上述代码，我们拿到了对应的IdPool，有两种情况：

第一次获取分布式id时，分区对应的IDPool初始化为默认的size = 0的IDPool
分区对应的IDPool不是初次获取

这两种情况的处理，都在代码count = idPool.nextID()的StandardIDPool类中的nextID()方法中被处理！

在分析该代码之前，我们需要知道 PartitionIDPool 和StandardIDPool的关系：

每个partition都有一个对应的PartitionIDPool extends EnumMap<PoolType,IDPool> 是一个枚举map类型；

每一个PartitionIDPool 都有对应的不同类型的StandardIDPool：

NORMAL_VERTEX：用于vertex id的分配
UNMODIFIABLE_VERTEX：用于schema label id的分配
RELATION：用于edge id的分配

在StandardIDPool中包含多个字段，分别代表不同的含义，抽取几个重要的字段进行介绍：

    private static final int RENEW_ID_COUNT = 100;

    private final long idUpperBound; // Block的最大值，默认为2的55次幂

    private final int partition; // 当前pool对应的分区

    private final int idNamespace; // 标识pool为那种类型的pool，上述的三种类型NORMAL_VERTEX、UNMODIFIABLE_VERTEX、RELATION；值为当前枚举值在枚举中的位置

    private final Duration renewTimeout;// 重新获取block的超时时间

    private final double renewBufferPercentage;// 双buffer中，当第一个buffer block使用的百分比，到达配置的百分比则触发other buffer block的获取

    private IDBlock currentBlock; // 当前的block

    private long currentIndex; // 标识当前block使用到那一个位置

    private long renewBlockIndex; // 依据currentBlock.numIds()*renewBufferPercentage来获取这个值，主要用于在当前的block在消费到某个index的时候触发获取下一个buffer block

    private volatile IDBlock nextBlock;// 双buffer中的另外一个block

    private final ThreadPoolExecutor exec;// 异步获取双buffer的线程池

6、调用了StandardIDPool类中的nextID方法

经过上述分析，我们知道，分布式唯一id的唯一性是由在partition维度下的count的值的唯一性来保证的；

上述代码通过调用IDPool的nextId来获取count值；

下述代码就是获取count的逻辑；

    @Override

    public synchronized long nextID() {

        // currentIndex标识当前的index小于current block的最大值

        assert currentIndex <= currentBlock.numIds();

        // 此处涉及两种情况：

        // 1、分区对应的IDPool是第一次被初始化；则currentIndex = 0； currentBlock.numIds() = 0；

        // 2、分区对应的该IDPool不是第一次，但是此次的index正好使用到了current block的最后一个count

        if (currentIndex == currentBlock.numIds()) {

            try {

                // 将current block赋值为next block

                // next block置空 并计算renewBlockIndex

                nextBlock();

            } catch (InterruptedException e) {

                throw new JanusGraphException("Could not renew id block due to interruption", e);

            }

        }

        // 在使用current block的过程中，当current index  ==  renewBlockIndex时，触发double buffer next block的异步获取！！！！
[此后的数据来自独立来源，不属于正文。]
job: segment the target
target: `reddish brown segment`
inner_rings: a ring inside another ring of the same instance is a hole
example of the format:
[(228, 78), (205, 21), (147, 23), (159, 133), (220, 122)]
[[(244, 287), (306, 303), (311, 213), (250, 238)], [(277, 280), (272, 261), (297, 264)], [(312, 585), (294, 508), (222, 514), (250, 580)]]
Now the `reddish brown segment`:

        if (currentIndex == renewBlockIndex) {

            // 异步获取next block

            startIDBlockGetter();

        }

        // 生成最终的count

        long returnId = currentBlock.getId(currentIndex);

        // current index + 1

        currentIndex++;

        if (returnId >= idUpperBound) throw new IDPoolExhaustedException("Reached id upper bound of " + idUpperBound);

        log.trace("partition({})-namespace({}) Returned id: {}", partition, idNamespace, returnId);

        // 返回最终获取的分区维度的全局唯一count

        return returnId;

    }

上述代码中进行了两次判断：

currentIndex == currentBlock.numIds()：
- 第一次生成分布式id：此处判断即为 0==0；然后生成新的block
- 非第一次生成分布式id：等于情况下标识当前的block已经使用完了，需要切换为next block
currentIndex == renewBlockIndex
- renew index：标识index使用多少后开始获取下一个double buffer 的next block；有一个默认值100，主要为了兼容第一次分布式id的生成；相等则会触发异步获取下一个next block

下面我们分别对nextBlock();逻辑和startIDBlockGetter();进行分析；

7、调用了StandardIDPool类中的nextBlock方法

    private synchronized void nextBlock() throws InterruptedException {

        // 在分区对应的IDPool第一次使用时，double buffer的nextBlock为空

        if (null == nextBlock && null == idBlockFuture) {

            // 异步启动 获取id block

            startIDBlockGetter();

        }

        // 也是在分区对应的IDPool第一次使用时，因为上述为异步获取，所以在执行到这一步时nextBlock可能还没拿到

        // 所以需要阻塞等待block的获取

        if (null == nextBlock) {

            waitForIDBlockGetter();

        }

        // 将当前使用block指向next block

        currentBlock = nextBlock;

        // index清零

        currentIndex = 0;

        // nextBlock置空

        nextBlock = null;

        // renewBlockIndex用于双buffer中，当第一个buffer block使用的百分比，到达配置的百分比则触发other buffer block的获取

        // 值current block 对应的count数量 - （值current block 对应的count数量 * 为renewBufferPercentage配置的剩余空间百分比）

        // 在使用current block的时候，当current index  ==  renewBlockIndex时，触发double buffer next block的异步获取！！！！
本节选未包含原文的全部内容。